Kenneth si avvicinò per togliermi dalle mani i pezzi di vetro che stringevo convulsamente, come un appuntito e letale anti-stress. «Ewan, sta tranquillo... sono sicuro che stanno bene. Forse non riescono semplicemente a trovarci e...»

«Kenneth, non ci siamo mossi da qui. È impossibile che si siano perse.»

«Allora forse hanno incontrato qualcuno. Juliette ha delle amicizie in città, giusto? Potrebbe...»

Alzai lentamente lo sguardo verso di lui, e il ragazzo di bloccò di colpo. Quando avevo paura, soffrivo o cercavo di mentire la mia faccia diventava una maschera di fredda impassibilità. Non lo facevo di proposito, era come un meccanismo di difesa creato dal mio corpo dopo ciò che era accaduto. In quel momento la mia espressione doveva essere davvero gelida per far zittire a quel modo il mio migliore amico, che più di una volta mi aveva visto nascondermi nella mia armatura in situazioni estreme.
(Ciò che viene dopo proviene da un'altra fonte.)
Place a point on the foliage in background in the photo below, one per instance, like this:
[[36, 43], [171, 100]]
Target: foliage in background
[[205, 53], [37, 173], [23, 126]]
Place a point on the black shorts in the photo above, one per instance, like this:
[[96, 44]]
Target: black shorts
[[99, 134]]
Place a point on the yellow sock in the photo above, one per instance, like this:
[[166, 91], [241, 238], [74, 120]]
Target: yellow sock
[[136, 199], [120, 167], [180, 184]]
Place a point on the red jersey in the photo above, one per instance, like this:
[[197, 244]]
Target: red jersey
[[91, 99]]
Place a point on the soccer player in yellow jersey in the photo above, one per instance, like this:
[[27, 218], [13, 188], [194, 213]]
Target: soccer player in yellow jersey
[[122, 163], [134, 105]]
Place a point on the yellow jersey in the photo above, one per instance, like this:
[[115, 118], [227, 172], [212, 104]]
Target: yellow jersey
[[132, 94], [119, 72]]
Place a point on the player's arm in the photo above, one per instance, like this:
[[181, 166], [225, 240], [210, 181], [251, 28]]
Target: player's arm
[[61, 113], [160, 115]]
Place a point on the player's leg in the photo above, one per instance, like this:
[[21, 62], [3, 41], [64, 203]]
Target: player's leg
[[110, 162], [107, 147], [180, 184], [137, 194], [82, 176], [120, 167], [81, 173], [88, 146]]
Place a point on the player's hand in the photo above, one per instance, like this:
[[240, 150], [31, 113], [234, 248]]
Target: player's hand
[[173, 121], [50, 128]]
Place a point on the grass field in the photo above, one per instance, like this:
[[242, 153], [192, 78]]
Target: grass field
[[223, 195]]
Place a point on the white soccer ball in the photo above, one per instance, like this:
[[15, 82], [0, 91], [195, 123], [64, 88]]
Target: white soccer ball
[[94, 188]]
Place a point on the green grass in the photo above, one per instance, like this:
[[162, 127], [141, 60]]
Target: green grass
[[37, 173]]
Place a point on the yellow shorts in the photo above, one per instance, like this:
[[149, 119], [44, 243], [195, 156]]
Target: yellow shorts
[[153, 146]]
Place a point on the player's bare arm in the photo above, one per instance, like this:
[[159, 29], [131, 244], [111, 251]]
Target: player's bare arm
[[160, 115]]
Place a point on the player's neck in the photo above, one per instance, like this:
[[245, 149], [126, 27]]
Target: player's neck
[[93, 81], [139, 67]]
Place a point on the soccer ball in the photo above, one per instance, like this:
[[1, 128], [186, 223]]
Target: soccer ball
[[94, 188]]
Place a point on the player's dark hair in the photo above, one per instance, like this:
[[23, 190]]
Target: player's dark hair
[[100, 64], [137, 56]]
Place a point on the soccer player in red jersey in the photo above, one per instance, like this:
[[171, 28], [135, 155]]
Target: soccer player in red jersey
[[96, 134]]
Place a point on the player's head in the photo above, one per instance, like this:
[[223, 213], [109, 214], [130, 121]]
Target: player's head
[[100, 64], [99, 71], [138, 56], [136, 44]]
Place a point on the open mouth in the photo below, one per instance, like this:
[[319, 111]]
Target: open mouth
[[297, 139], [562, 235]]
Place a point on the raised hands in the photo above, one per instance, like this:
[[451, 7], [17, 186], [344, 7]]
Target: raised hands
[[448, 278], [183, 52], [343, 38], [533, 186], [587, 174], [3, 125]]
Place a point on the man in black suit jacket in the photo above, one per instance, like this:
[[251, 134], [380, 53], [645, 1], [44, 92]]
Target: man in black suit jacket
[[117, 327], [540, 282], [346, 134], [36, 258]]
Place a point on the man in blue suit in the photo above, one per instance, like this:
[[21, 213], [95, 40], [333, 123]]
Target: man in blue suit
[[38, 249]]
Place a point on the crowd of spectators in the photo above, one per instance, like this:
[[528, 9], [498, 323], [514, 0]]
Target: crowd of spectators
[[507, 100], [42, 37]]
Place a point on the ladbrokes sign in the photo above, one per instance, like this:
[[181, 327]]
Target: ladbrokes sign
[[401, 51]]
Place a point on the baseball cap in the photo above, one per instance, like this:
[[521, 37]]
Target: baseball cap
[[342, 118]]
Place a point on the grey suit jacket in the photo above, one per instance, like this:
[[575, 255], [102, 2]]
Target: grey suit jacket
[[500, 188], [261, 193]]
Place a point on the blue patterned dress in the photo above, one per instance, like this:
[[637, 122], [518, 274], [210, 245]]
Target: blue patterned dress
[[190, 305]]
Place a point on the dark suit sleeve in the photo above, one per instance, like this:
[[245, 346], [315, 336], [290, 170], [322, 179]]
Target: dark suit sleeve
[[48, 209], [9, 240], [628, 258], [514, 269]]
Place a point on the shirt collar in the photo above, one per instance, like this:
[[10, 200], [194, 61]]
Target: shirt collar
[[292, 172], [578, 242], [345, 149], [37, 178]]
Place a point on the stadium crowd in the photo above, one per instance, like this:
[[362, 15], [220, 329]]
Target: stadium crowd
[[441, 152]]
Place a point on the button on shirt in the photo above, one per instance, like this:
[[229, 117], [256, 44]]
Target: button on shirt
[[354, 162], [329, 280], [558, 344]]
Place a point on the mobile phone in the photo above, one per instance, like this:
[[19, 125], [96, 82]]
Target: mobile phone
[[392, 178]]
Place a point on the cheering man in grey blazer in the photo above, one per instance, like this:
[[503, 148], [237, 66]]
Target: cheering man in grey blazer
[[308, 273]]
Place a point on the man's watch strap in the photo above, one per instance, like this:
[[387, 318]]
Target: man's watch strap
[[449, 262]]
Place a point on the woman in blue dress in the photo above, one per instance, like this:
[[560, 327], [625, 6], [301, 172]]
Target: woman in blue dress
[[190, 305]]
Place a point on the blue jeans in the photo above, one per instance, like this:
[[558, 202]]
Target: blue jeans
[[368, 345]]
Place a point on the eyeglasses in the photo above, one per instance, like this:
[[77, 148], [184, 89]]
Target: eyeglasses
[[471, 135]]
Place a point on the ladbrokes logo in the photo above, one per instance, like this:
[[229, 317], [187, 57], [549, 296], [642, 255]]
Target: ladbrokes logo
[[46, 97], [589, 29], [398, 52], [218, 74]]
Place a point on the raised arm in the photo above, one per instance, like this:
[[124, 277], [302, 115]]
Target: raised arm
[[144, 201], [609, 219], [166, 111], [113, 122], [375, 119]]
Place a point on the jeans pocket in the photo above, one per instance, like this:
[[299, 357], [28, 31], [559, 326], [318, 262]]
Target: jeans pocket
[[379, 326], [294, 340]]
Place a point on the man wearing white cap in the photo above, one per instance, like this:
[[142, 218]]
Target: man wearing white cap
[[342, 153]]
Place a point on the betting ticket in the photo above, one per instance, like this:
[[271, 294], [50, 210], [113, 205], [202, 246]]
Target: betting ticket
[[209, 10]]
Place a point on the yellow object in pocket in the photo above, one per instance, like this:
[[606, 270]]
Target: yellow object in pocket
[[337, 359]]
«Devo trovarle, Kenny. Se succedesse loro qualcosa sarebbe colpa mia. Mia, perchè non sono stato abbastanza attento e vigile, mi sono lasciato ingannare come un bambino. Dovevo immaginare che qualcuno avrebbe cercato di rapire May. In fondo è lei che è stata costretta a venire. Avrei dovuto impormi e starle attaccato tutta la serata, e invece...»

«Ewan» disse lui. Aveva un tono serio, come quando mi rimproverava per essermi cacciato nei guai per l'ennesima volta. «Lo so che non siamo bravi quanto te, ma anche io e Amber siamo responsabili della faccenda. Anche noi, come te, siamo stati ingannati e ci siamo lasciati imbrogliare senza nemmeno pensare alle conseguenze. Devi smetterla di ritenerti l'unico colpevole, chiaro? Non c'è bisogno che ogni volta tu faccia la vittima....»
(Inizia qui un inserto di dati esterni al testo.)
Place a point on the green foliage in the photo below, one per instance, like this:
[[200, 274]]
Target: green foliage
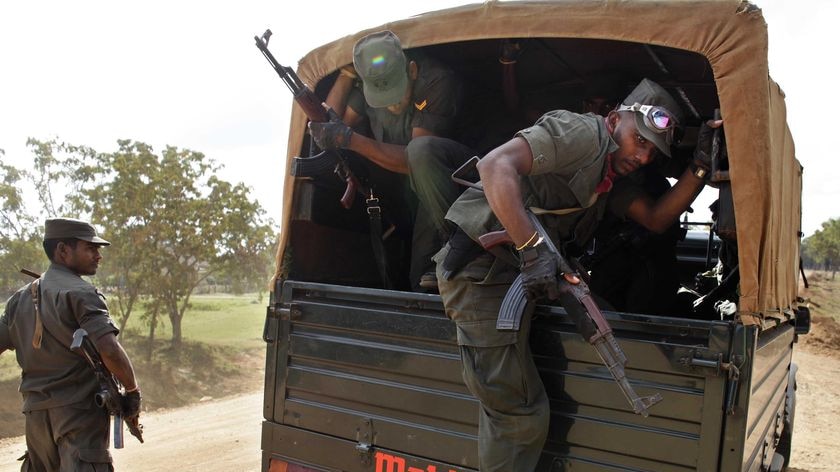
[[20, 242], [219, 320], [226, 322]]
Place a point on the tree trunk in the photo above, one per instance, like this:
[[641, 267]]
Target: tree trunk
[[175, 317]]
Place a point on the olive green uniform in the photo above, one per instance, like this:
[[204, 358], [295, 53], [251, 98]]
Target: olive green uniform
[[570, 160], [65, 430]]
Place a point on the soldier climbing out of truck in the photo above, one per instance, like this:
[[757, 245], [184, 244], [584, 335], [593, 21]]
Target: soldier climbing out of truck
[[570, 163], [410, 103]]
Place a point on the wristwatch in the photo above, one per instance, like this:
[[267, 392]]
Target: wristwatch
[[699, 171]]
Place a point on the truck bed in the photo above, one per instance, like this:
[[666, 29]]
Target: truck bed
[[370, 380]]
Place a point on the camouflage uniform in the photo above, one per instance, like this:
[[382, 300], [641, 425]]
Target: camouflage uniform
[[570, 160], [65, 430]]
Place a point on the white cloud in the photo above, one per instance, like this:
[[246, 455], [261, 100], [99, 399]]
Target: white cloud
[[187, 74]]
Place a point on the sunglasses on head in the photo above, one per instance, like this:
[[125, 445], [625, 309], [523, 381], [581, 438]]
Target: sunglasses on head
[[657, 119]]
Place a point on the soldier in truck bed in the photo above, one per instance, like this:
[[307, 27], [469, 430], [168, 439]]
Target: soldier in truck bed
[[566, 163], [410, 103]]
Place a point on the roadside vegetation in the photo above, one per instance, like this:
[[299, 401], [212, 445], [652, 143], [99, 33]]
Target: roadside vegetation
[[222, 354], [823, 295]]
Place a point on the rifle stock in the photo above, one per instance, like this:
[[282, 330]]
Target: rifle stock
[[590, 322], [318, 112], [110, 395]]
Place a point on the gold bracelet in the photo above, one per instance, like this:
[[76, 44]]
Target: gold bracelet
[[530, 240], [347, 73]]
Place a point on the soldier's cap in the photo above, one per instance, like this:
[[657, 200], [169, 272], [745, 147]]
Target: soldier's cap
[[63, 228], [650, 93], [381, 64]]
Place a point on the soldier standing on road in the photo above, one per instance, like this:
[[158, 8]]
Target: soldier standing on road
[[564, 168], [410, 103], [65, 430]]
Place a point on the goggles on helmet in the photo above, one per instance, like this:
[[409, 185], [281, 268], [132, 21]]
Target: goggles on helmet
[[657, 119]]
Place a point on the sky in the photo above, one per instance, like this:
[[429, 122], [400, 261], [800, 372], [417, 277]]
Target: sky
[[187, 74]]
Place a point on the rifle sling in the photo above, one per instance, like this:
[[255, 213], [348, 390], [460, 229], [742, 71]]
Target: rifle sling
[[375, 218], [38, 334]]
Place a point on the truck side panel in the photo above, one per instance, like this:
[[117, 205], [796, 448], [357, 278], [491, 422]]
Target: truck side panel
[[751, 432], [374, 370]]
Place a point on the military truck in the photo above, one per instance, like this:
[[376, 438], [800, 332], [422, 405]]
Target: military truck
[[362, 378]]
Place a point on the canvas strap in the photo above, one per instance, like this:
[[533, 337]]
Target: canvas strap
[[38, 334]]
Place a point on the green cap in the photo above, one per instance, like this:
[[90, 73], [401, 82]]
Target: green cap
[[63, 228], [381, 64], [649, 92]]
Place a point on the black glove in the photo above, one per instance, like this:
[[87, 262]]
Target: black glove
[[703, 151], [462, 251], [538, 267], [331, 135], [131, 404]]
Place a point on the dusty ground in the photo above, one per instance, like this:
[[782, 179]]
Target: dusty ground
[[224, 435]]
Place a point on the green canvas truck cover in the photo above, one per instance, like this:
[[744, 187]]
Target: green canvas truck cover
[[732, 35]]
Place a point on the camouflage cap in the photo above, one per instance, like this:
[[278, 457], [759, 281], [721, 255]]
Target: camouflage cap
[[62, 228], [381, 64], [650, 93]]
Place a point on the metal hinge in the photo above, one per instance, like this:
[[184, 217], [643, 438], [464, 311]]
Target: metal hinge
[[364, 440], [732, 372]]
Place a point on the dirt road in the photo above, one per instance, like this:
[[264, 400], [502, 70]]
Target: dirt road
[[224, 435], [214, 436]]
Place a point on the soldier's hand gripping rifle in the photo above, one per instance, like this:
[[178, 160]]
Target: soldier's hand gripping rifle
[[110, 395], [316, 111], [574, 295]]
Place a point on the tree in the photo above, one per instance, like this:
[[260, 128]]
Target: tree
[[824, 246], [19, 232], [171, 221]]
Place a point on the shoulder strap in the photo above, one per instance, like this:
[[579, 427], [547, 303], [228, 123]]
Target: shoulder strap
[[38, 334]]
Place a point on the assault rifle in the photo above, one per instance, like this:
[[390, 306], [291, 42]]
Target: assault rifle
[[577, 300], [316, 111], [110, 391]]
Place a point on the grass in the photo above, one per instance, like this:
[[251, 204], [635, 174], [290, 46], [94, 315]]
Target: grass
[[824, 293], [218, 321]]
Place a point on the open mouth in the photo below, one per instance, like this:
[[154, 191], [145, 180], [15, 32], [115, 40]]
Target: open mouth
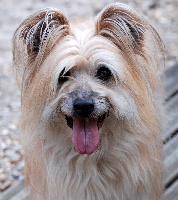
[[85, 132]]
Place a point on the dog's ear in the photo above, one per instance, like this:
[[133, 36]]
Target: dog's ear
[[123, 26], [35, 37]]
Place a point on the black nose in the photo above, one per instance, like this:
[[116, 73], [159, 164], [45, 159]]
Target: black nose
[[83, 107]]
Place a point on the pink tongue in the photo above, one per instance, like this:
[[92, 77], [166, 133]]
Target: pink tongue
[[85, 135]]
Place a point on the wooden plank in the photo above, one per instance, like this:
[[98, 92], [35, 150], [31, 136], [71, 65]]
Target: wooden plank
[[171, 115], [171, 80], [21, 195], [16, 187], [172, 192], [171, 146], [171, 165]]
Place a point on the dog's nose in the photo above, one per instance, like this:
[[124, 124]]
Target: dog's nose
[[83, 107]]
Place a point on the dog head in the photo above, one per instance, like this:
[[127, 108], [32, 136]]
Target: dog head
[[87, 85]]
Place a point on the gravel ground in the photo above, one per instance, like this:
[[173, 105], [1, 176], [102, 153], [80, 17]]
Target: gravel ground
[[162, 14]]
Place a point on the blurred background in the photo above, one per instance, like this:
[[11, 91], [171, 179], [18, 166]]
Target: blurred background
[[162, 14]]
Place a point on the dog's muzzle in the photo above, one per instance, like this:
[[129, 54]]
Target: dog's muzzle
[[85, 125], [83, 108]]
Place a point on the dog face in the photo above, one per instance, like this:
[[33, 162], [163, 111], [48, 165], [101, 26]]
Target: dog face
[[83, 80], [91, 91]]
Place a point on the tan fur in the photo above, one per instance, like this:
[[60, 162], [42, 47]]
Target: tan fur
[[128, 162]]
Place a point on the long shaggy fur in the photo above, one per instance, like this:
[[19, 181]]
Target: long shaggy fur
[[128, 163]]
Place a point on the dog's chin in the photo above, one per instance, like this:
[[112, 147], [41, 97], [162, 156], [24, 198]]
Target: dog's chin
[[85, 132]]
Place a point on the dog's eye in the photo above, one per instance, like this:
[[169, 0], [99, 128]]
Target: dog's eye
[[64, 76], [103, 73]]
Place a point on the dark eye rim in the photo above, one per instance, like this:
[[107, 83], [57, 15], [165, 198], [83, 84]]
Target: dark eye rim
[[64, 76], [107, 73]]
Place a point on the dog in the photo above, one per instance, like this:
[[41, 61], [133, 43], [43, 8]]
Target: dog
[[91, 116]]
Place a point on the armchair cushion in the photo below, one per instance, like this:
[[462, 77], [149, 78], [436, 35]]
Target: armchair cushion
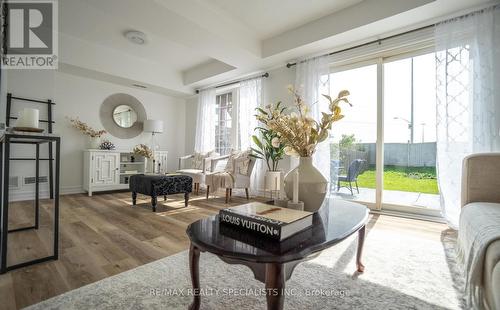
[[238, 162], [198, 159]]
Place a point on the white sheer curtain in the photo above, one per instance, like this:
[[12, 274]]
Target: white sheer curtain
[[312, 79], [250, 97], [205, 121], [468, 101]]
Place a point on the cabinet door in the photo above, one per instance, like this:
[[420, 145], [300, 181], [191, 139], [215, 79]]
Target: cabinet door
[[106, 168]]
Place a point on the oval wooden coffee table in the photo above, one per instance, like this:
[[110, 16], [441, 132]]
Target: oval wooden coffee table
[[273, 262]]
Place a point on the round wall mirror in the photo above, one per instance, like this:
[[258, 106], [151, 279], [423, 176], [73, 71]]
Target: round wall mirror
[[124, 116]]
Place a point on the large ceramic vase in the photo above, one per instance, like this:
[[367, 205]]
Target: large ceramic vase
[[312, 185]]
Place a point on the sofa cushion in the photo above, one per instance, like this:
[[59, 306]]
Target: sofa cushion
[[195, 174], [491, 276], [479, 251]]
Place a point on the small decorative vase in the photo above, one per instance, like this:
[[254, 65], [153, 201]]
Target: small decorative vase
[[94, 142], [312, 185], [273, 180]]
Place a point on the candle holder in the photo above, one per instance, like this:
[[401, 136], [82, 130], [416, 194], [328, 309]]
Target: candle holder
[[281, 202], [296, 205]]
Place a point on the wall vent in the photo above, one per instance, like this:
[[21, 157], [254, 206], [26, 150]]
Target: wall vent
[[14, 182], [31, 180]]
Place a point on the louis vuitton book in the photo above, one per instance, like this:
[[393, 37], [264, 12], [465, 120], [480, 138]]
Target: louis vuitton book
[[267, 220]]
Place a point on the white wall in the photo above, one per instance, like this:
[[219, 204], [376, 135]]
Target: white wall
[[274, 89], [82, 97]]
«Io non sto facendo la vittima!» urlai, alzandomi di colpo dalla mia sedia. Presi Kenneth per il colletto e lo tirai verso il basso, obbligandolo a guardarmi in faccia. «Io sono il capo della famiglia fino al ritorno di mio zio, io ho organizzato questa missione e io mi prenderò le mie responsabilità. Ma non accetterò una punizione finchè non avrò fatto tutto il possibile per trovare mia sorella e quell'incosciente che ci ha trascinati fin qui. Se ciò non vi sta bene potete pure levare i tacchi e sparire dalla mia vista.»

Ci fu un attimo di silenzio, in cui continuammo a guardarci negli occhi, blu contro verde. Amber sembrava sul punto di piangere, la vedevo con la coda dell'occhio, mentre l'aria era talmente elettrica da farmi formicolare fastidiosamente la cute.

Passò un'eternità, il tempo sembrava essersi fermato. Infine Kenneth, con le mani tremanti, staccò le mie dalla sua camicia. «Sai già che non lo farò, Ewan. Non l'ho fatto allora e non lo farò adesso.» Sospirò. «Sei il mio migliore amico, e per quanto tu possa essere un idiota che crede di non avere bisogno di nessuno, io ti aiuterò, qualsiasi cosa accada. Se tu affonderai, affonderò con te. Ma sai quanto mi faccia arrabbiare vederti mentre ti chiudi in te stesso, lasciandoci fuori come se non importassimo nulla per te. Hai degli amici, Ewan, cerca di capirlo.»

Feci qualche passo indietro, colpito da quelle parole, e mi appoggiai al tavolo dietro di me in cerca di sostegno.

Aveva ragione, come sempre. Non una sola delle sue parole era una menzogna, tutte erano reali e dolorose come le frecce del suo arco.